This notebook is available at https://github.com/SterlingYM/PIPS/tree/master/docs/tutorial.ipynb

Tutorial

PIPS contains various tools for time-series analysis in astronomy, with primary focus on detecting the period of variability. PIPS is objectively programmed, so that the analysis can be performed in a straightforward way.

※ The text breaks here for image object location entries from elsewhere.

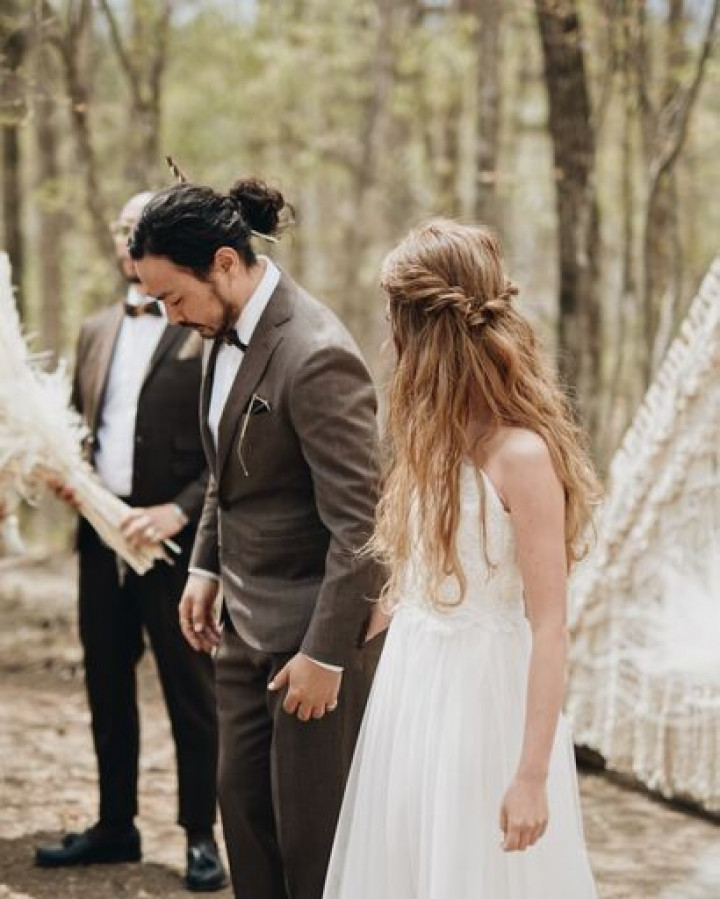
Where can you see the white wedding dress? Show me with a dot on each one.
(441, 741)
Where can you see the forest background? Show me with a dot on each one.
(585, 132)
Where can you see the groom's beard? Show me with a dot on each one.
(227, 322)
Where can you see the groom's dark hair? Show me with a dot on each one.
(188, 224)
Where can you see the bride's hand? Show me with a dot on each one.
(523, 814)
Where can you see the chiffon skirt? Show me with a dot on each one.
(439, 746)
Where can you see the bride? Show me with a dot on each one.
(463, 784)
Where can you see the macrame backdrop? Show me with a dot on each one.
(644, 686)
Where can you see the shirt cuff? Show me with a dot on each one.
(201, 572)
(336, 668)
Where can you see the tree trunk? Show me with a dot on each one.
(14, 43)
(573, 140)
(487, 207)
(51, 217)
(71, 47)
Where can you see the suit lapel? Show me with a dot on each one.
(267, 336)
(170, 337)
(100, 365)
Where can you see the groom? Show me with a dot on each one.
(288, 422)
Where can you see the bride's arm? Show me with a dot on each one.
(536, 503)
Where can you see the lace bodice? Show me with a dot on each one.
(494, 595)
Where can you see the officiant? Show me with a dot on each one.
(137, 383)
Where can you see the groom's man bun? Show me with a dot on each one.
(188, 223)
(260, 206)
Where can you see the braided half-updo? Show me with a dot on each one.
(462, 347)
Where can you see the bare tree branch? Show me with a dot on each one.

In this introductory tutorial, you will learn the quickest methods to do the following operations:

  • Installing PIPS

  • Initializing photometric data object — PIPS.photdata

  • Generating periodogram — photdata.periodogram(): basic & advanced

  • Detecting main period — photdata.get_period(): basic & advanced

  • Quick visualization — photdata.get_bestfit_curve(): basic

  • Multi-period analysis — photdata.amplitude_spectrum(): basic

Importing PIPS

PIPS is currently distributed on PyPI and GitHub under the name of astroPIPS. However, the package name itself is still under PIPS, and hence the import statements becomes as shown below:

[1]:
import PIPS
from PIPS.resources.sample_RRL import samples
import matplotlib.pyplot as plt
import numpy as np
import warnings
warnings.filterwarnings(action='ignore')
[2]:
PIPS.about()
--------------------------
-    Welcome to PIPS!    -
--------------------------
Version: 0.3.0-beta.1
Authors: Y. Murakami, A. Savel, J. Sunseri, A. Hoffman, Ivan Altunin, Nachiket Girish
--------------------------
Download the latest version from: https://pypi.org/project/astroPIPS
Report issues to: https://github.com/SterlingYM/astroPIPS
Read the documentations at: https://PIPS.readthedocs.io
--------------------------

Before you start – sneak peek at PIPS in 5 lines

Photometry data to phase-folded light curve – This is what you can do with PIPS in 5 lines of code!

[13]:
# data prep & initialization
data = samples[0]
star = PIPS.photdata(data)

# generate periodogram
star.periodogram(p_max=1.0).plot()

# automatic period detection
star.get_period(N0=20)

# plot phase-folded data, best-fit curve, and time of maxima
star.plot_lc(plot_bestfit=True,plot_epoch=True)
_images/tutorial_5_0.png
_images/tutorial_5_1.png

PIPS is designed so that it can be as simple as this for basic analyses, but at the same time PIPS provides a powerful platform for more high-level analysis for professional astronomers. In the tutorial below, we go over the basic steps to perform some of the most frequent operations and analyses.

Data preparation

PIPS takes in an array of 3xN data (samples are available on github) – time, magnitude (flux), and error on magnitude contained in a single python list or numpy array. For convenience, photometry data file from LOSSPhotPipeline can be directly imported using a helper function data_readin_LPP.

[14]:
data = samples[0]
x,y,yerr = data
print('data shape:\t',np.array(data).shape)
print('x shape:\t',x.shape)
print('y shape:\t',y.shape)
print('y-error shape:\t',yerr.shape)
data shape:      (3, 103)
x shape:         (103,)
y shape:         (103,)
y-error shape:   (103,)

Create photdata object

Most of the functions in astroPIPS is implemented as methods in photdata object. Once the photdata object is initialized, various operations, such as period detection and data manipulation, can be done directly to the object.

[15]:
star = PIPS.photdata(data)

This object initially contains raw data, and as the user performs analyses using various functions, more information, such as cleaned data, period, or amplitude, will be stored.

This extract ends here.